Saturday, July 23, 2011

Who Says You Can't Go Home Again?

I drive back to North Georgia after a day in the Alabama sun.  It was 95 when I left Montgomery, Alabama. I had lunch with a group of wonderful girls from high school and once again remember how lucky I am to have grown up in a different time. Our problems of pimples and boys and grades were nothing compared to what we see now in life.  Usually when I top the hill on Hwy 575 in Canton, Georgia, I see the mountains and I feel a sense of home. Tonight though nothing seemed to make me at ease. I am lonely beyond belief. Maybe its the fear of my empty house or maybe its that my grand puppies are gone. No one is waiting for me. Don't misunderstand, I love my home.  I believe it was Thomas Merton that said "you can't be neurotic in front of a bunch of trees".  My home is a bunch of trees, against a mountain with a lake and wildlife abundant.
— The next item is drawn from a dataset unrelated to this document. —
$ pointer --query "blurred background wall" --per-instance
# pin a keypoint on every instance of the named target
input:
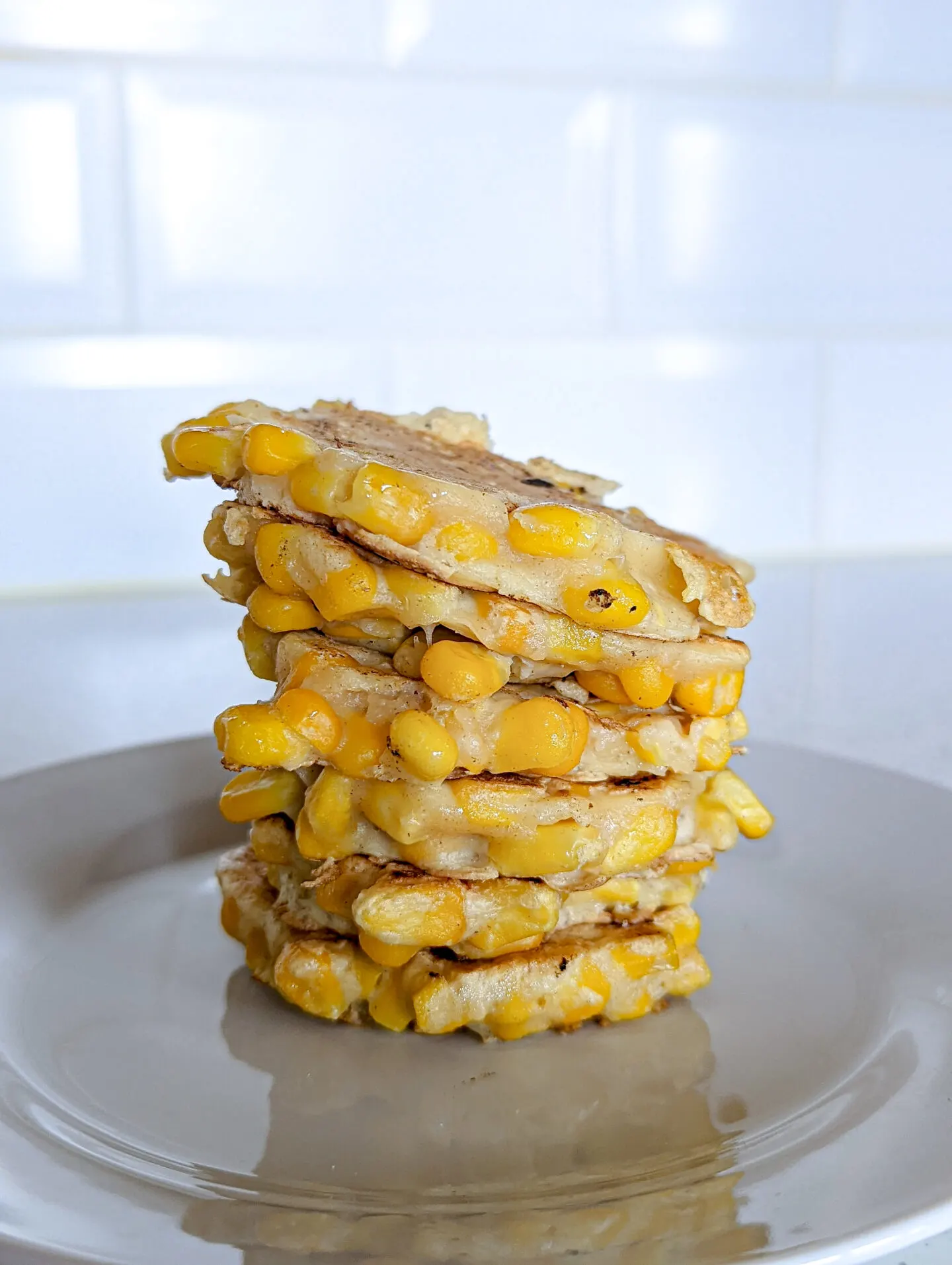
(702, 246)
I believe it is the beauty of North Georgia that has spared my sanity during the recent "unpleasantness" and the two years now of "aftermath". The deer and bear and small animals I see know more of life and death than I do.  They were made first by God and have know this world longer than any man.They seem closer to the source of all knowledge and they have helped to give me a sense of wholeness.  They were my first friends in small town where before I had none. They have served as my guide to finding some peace when I could have easily found only distress. And I will be glad to see them and to water my garden and sprinkle some seeds for the birds.  But I will do it alone.  I have good friends now in Georgia and I do something of value in my volunteer job. There is though nothing that takes the place of human contact.   A kind word, a hug, a call to say hello.  On my trip back from Alabama, I have called a handful of people just to keep that comfort of home alive.  But as the sun sets in the distance and I turn into my drive I notice the temperature is down to 86; but for a moment, I think I will cry. I miss my life before. The life I used to have.  I miss my old friends.  I miss my family.  I know that God has brought me to a place of complete beauty and peace in order that I will rest and forget and remember.  For all I have lost I am grateful, for my old friends, my old home, my old life. But for all I have gained I am also thankful.  Thankful that I have had a change of life that will forever change my heart.   Isn't it wonderful to come home?